On July 7, Pashtun Poet and human rights activist Gilaman Wazir was shot in Islamabad. The ripples from his death are still rolling outwards from his homeland in North Waziristan. Wazir, also known as Hazrat Naeem, was a key leader in the Pashtun Tahafuz Movement and a close friend of its leader Manzoor Pashteen.
While poets are not usually seen as national security threats, Gilaman was held in detention and allegedly tortured by Pakistan security services for eight months before he was released in January 2024 and murdered in July 2024. So far, the Pakistani authorities have been unable to find the attackers.
The PTM followers believe this was a Pakistani security forces-sanctioned murder. They note that the government pretended they did not even have Wazir in custody for months earlier this year. PTM members also allege that Wazir’s murderer was allowed to fly to UAE to avoid arrest. PTM proponent and former Afghanistan parliamentarian Mariam Solaimankhil said that “Gilaman had been on the Pakistani security “Exit Control List” since his release from custody, and that this restriction kept Wazir from being transferred to better medical facilities in the Gulf or Europe after he was attacked.”
Why does PTM worry the Pakistan Security Services?
Pakistan has a large population (fifth largest in the world with 240 million), but is not a very large country in land area. For Pakistan, their land size is critical for national defense. The southwestern Balochistan province of Pakistan has a powerful and long-standing movement seeking to separate itself from Pakistan. For Pakistan that is a security problem of major proportions. Balochistan (~134,000 sq mi) makes up just less than half of the total land mass of Pakistan but has a small population of around 15 million. With its ever-present conflict with India, Pakistan’s military sees the loss of Balochistan as unthinkable, and it feels the same way about losing the Khyber Pakhtunkhwa (~40,000 sq. mi) to any sort of independent state or shifting allegiance to the nation of Afghanistan.
The PTM activities in Khyber Pakhtunkhwa (KPK), where about 41 million people live, are seen as a threat to Pakistani sovereignty, national unity, and security. The cycle of mistreatment of the Pashtuns (Pakhtuns) in Western Pakistan by the mainly Punjabi leadership has persisted for decades. PTM is not a political movement yet, but it is a powerful social movement that continues to gain supporters inside Pakistan and globally.

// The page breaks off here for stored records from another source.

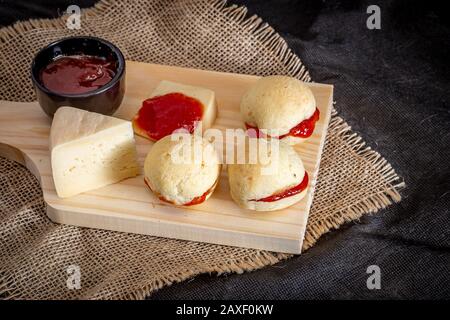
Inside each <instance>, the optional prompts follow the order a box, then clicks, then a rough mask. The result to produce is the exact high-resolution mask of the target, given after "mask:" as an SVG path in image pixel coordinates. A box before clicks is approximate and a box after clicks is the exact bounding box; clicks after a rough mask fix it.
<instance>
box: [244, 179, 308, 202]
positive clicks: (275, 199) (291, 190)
mask: <svg viewBox="0 0 450 320" xmlns="http://www.w3.org/2000/svg"><path fill="white" fill-rule="evenodd" d="M308 180H309V179H308V173H306V171H305V176H304V177H303V180H302V182H300V184H299V185H296V186H295V187H293V188H290V189H287V190H284V191H282V192H280V193H276V194H273V195H271V196H268V197H265V198H262V199H253V200H250V201H257V202H274V201H277V200H280V199H284V198H287V197H291V196H295V195H296V194H299V193H300V192H302V191H303V190H305V189H306V187H307V186H308Z"/></svg>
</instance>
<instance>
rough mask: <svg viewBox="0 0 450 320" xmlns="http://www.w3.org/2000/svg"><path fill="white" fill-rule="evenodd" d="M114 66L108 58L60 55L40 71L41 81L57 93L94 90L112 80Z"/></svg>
mask: <svg viewBox="0 0 450 320" xmlns="http://www.w3.org/2000/svg"><path fill="white" fill-rule="evenodd" d="M115 74H116V66H115V63H114V62H113V61H110V60H108V59H104V58H100V57H93V56H87V55H77V56H75V55H74V56H60V57H58V58H56V59H55V60H54V61H52V62H51V63H49V64H48V65H47V66H46V67H44V68H43V69H42V70H41V71H40V75H39V76H40V81H41V83H42V84H43V85H44V86H45V87H46V88H47V89H49V90H50V91H53V92H55V93H59V94H81V93H86V92H90V91H94V90H96V89H99V88H100V87H102V86H104V85H105V84H107V83H108V82H110V81H111V80H112V78H113V77H114V75H115Z"/></svg>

Gilaman Wazir used his poetry to point out what PTM sees as corruption and oppression from the Pakistani government towards the Pashtun people in the Khyber Pakhtunkhwa province. According to Solaimankhil, “Wazir called for schools instead of terror camps, for hospitals instead of warzones, for a future where Pashtun children could live free from fear.” PTM followers believe that the Pakistani military has been using their children to create cannon fodder for terrorist organizations that do the bidding of Pakistan around the region, most notably the Taliban and Haqqani terror network in Afghanistan.
Gilaman’s messages had reached millions of Pakistani citizens and led to the PTM leadership being able to call for massive rallies and assemblies across the country to change the way the Pakistani military treats them. This ability to command hundreds of thousands of people in defiance to the Pakistan military’s orders is frightening to the security services.
What Happens Next?
The murder of Gilaman, “a husband, a father of five, and a brilliant mind will spark a wildfire of resistance,” says Solaimankhil. She and other PTM supporters believe his death will create countless new activists that will fight for “justice and peace” in their province.
When Manzoor Pashteen, the PTM leader told Gilaman’s mother about her son’s death he said she smiled and made a promise to the entire nation that “she gave her son to the cause…[that] he was the son and brother of everyone in this nation, and this soil is our mother.” She then declared, “I am ready to sacrifice my life to break the chains of slavery on our people.”
The tribes of KPK will gather on October 11 to decide what they will do next as a group in response to decades of violence in KPK. PTM supporters do not think Gilman’s death marks the end of the resistance towards their mistreatment by Pakistan’s government.